Published by Thriftbooks.com User , 24 years ago
In a far-fetched, far-flung future, humans have begun relegating themselves to mere keepers of the machine, and no one feels it more keenly than the 'authors,' who take credit for the wordwooze written by computer 'wordmills.' An author's revolt smashes the wordmills, and the hapless authors find themselves attempting to actually write. Realizing they can't do it, the attempt to enlist the help of the Silver Eggheads, an artist's colony of disembodied brains. We robots find this a groundbreaking novel as it was the first to seriously suggest robots with gender and sex lives, as well as their own literature and culture, and in fact we consider St Fritz one of our greatest heroes and Zane Gort, the robot author, one of his greatest characters.

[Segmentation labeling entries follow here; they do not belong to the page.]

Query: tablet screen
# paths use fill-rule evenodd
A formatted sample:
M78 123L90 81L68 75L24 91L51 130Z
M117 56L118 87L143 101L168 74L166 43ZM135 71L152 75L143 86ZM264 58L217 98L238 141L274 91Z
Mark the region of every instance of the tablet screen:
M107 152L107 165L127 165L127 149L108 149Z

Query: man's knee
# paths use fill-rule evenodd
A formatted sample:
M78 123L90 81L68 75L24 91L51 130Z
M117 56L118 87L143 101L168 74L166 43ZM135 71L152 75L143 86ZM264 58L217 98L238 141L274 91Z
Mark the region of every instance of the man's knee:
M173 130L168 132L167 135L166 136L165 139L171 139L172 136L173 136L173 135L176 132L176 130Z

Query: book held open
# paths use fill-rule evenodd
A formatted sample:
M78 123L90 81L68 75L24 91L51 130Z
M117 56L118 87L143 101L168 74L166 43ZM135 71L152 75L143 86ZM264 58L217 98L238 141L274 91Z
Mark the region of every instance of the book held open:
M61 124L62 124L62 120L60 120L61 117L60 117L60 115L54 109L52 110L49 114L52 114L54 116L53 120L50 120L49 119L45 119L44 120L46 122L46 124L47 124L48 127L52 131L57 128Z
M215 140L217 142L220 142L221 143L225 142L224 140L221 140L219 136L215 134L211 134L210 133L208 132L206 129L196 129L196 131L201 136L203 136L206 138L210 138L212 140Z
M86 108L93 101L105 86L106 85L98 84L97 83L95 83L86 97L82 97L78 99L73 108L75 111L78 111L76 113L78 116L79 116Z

A top 5 in my funny sci-fi titles
Published by Thriftbooks.com User , 26 years ago
A very funny work by Fritz Leiber.The stoy is like this: all the books are made by wordmills and writers are bored to death, so they revolt. They destroy the wordmills and start to write books them-selfs but they find out they can't write a page much less a book. The field is open to the eggheads, brains in eggs. It goes all over sci-fi from wordwooze to robot(male) and robox(female) sex. It is one of the best funny sci-fi I've ever seen. It's a must read, but if you don't like wordmills burned, blown up, or melted a don't read.